The 57-year old inmate's attorneys requested a stay due to pending litigation in another Court challenging South Carolina's constitutionality of its execution methods. These include the use of the electric chair. Moore's lawyers wanted to have time to request the U.S. Supreme Court review whether Moore was sentenced appropriately for his crime.

More than a decade has passed since the last firing squad execution in America. According to the Washington-based non-profit Death Penalty Information Center, Utah executed all three firing squad executions in the country since 1976. Ronnie Lee Gardner was the last to be executed by a five-person team in 2010.

On Wednesday, the South Carolina Supreme Court set a May 13 execution for Brad Sigmon (64), who was convicted in 2002 in Greenville County of double murder.

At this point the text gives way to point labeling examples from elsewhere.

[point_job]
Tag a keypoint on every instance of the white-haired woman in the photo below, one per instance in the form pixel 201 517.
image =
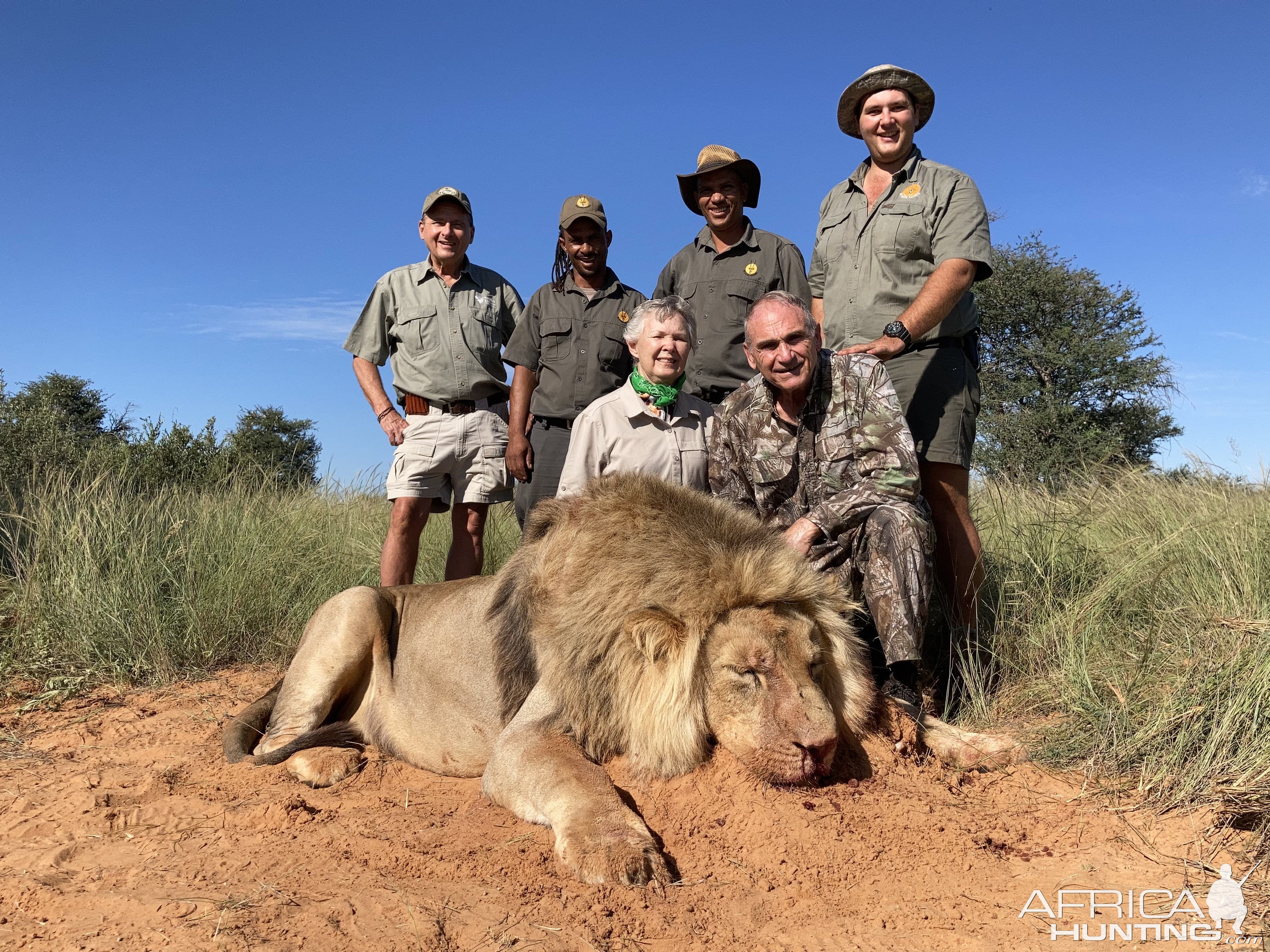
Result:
pixel 648 424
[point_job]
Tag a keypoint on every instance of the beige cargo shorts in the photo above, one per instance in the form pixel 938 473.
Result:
pixel 453 457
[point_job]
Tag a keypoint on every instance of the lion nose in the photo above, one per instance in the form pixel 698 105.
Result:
pixel 821 751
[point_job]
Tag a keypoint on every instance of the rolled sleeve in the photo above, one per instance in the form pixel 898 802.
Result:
pixel 512 311
pixel 370 336
pixel 586 459
pixel 525 347
pixel 729 479
pixel 962 229
pixel 793 269
pixel 884 459
pixel 666 281
pixel 816 273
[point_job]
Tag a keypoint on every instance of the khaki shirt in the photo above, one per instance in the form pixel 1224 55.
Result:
pixel 575 346
pixel 619 433
pixel 445 343
pixel 869 267
pixel 850 454
pixel 721 286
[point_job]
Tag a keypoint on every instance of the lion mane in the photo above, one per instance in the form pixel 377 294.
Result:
pixel 611 600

Last week, a state judge accepted to review a legal challenge filed by Moore, Sigmon, and two other death row prisoners who had exhausted all appeals. Their lawyers claim that firing squad and electrocution are both barbaric methods of killing. The attorneys for the prisoners also request that the judge examine the claims of prison officials that they cannot obtain lethal injection drugs. They cite executions that were carried out in this manner by other states in recent years.

South Carolina executed its last execution in 2011. Officials in South Carolina have blamed the decade-long delay on inability to obtain lethal injection drugs. The state's last batch expired back in 2013. Officials from the Corrections Department repeatedly stated that attempts to reach manufacturers and compounding pharmacies were unsuccessful.

The 2021 law was intended to fix that problem. It made the electric chair the default execution method, instead of lethal injection. It also codified firing squad as an alternative option for condemned prisoners.

Moore was executed on March 31, after corrections officials revealed last month that they had completed renovations to Columbia's state death chamber to accommodate the firing squad. They also created new execution protocols.

Moore voted to execute him by firing squadearlier in the month. However, he stated in writing that he was forced by state law to make a decision and found both options unconstitutional.

Moore also asked a federal judge separately to examine whether the firing squad or the electric chair were cruel and unusual.

According to the Death Penalty Information Center, South Carolina is one eight state that still uses the electric chair, and one of four states (including Oklahoma, Mississippi, and Utah) to allow firing squads.

Moore spent more than 20 years on death row following his 2001 conviction in the shooting death of James Mahoney, a convenience store clerk. At his trial, Moore was alleged to have entered Nikki’s Speedy Mart in Spartanburg seeking money for his cocaine habit. Moore then fought Mahoney and drew a gun. Mahoney pulled out a second gun and there was a gunfight. Moore shot Mahoney in his arm, while Mahoney shot Moore in the chest.

Moore's lawyers claim that Moore didn't intend to kill anyone when he entered the shop because he wasn't carrying a gun.